Maybe, his later film pic related had a mix of 2D/3D.
Director Jean-François Laguionie mentioned in http://www.zewebanim.com/laguionie.htm
that they did detailed storyboards and had a studio in Asia (Studio Paek-ho) do the animation, taking two years. From the IMDB crew list: model sheets by Guy Delisle.
Translated excerpt (he did rough sketches for the whole story and filmed them with a video camera first):
AH: Are you already directive in these sketches?

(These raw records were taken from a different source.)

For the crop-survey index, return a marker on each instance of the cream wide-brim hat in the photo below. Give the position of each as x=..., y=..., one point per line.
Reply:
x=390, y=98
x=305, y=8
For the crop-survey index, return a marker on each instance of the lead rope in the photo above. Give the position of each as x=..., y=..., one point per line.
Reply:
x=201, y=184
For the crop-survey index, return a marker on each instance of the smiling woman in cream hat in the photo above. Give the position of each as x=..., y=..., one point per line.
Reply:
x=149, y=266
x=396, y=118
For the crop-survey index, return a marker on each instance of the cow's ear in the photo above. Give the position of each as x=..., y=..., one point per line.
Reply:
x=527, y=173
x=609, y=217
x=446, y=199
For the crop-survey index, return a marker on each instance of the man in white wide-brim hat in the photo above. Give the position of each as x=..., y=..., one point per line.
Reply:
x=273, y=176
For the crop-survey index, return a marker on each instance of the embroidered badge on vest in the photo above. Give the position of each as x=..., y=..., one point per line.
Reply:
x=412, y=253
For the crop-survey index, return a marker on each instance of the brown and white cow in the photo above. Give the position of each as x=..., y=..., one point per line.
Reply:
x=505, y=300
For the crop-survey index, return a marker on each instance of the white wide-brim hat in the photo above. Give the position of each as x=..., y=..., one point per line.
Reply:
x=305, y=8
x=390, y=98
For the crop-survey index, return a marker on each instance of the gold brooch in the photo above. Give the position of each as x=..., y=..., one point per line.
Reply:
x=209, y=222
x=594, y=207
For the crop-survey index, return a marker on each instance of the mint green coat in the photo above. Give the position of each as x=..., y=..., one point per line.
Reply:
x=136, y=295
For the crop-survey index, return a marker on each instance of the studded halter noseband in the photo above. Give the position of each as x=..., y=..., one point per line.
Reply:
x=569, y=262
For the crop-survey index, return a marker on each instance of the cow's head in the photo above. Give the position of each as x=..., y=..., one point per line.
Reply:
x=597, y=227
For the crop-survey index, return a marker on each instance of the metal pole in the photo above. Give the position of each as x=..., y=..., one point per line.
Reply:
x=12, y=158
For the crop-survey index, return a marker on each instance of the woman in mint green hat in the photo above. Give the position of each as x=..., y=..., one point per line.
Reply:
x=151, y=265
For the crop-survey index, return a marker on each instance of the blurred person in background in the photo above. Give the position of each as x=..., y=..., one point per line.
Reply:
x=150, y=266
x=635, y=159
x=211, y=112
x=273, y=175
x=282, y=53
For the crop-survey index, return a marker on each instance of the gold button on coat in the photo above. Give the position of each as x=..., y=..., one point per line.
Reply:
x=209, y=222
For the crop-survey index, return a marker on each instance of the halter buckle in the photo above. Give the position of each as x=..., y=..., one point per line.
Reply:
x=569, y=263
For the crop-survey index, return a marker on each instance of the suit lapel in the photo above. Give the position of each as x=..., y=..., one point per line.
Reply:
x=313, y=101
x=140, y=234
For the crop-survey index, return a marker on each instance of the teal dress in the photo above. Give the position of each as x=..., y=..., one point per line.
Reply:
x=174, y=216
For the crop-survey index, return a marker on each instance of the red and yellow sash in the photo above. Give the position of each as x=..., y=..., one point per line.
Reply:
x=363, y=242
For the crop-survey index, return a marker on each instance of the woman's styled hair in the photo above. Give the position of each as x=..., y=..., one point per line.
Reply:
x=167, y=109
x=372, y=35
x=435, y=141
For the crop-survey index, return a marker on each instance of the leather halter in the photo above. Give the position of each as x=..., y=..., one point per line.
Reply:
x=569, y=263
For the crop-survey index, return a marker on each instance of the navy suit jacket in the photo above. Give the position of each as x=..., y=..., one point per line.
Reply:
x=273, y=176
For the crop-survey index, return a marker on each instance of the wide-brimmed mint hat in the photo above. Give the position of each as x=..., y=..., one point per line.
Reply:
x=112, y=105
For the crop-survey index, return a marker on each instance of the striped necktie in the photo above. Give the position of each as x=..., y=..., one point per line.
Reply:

JFL: No. Camera movements, I do not see them very much. I know that in such a plan, I am in broad terms; it is possible that I follow this character in tracking shot before moving to the fixed shot. But I do not care about that. What matters to me is what I want to tell, my first problems of cinema are rather in the chain of the story. After, the camera will link things together. Once I finish all these sketches, I film them with a small video camera. At this stage I feel completely free. After, the problems will accumulate: it will have to think of a whole lot of technical questions. But for the moment everything is created, so it is extremely enjoyable; I feel like a kid. So I film all this with a holiday video camera, then, I assemble everything with a software for editing holiday movies. So it's very limited, but that's enough. Then to give a little flame, breath, I add music, then I start to work the dialogue by making all the voices myself. This is a step that I think is important and I'm sure many directors do this today because it allows to quickly check a number of key issues, rework dialogues, check the general pace ... because even if the drawings are fixed, their succession allows to give the rhythm of the film, to check the dramatic situations ... The character of the characters is already drawing, even if the drawings are coarse, we begin to see after three-hundred and fifty drawings if the character has small eyes or big eyes, if it is small, big, etc ...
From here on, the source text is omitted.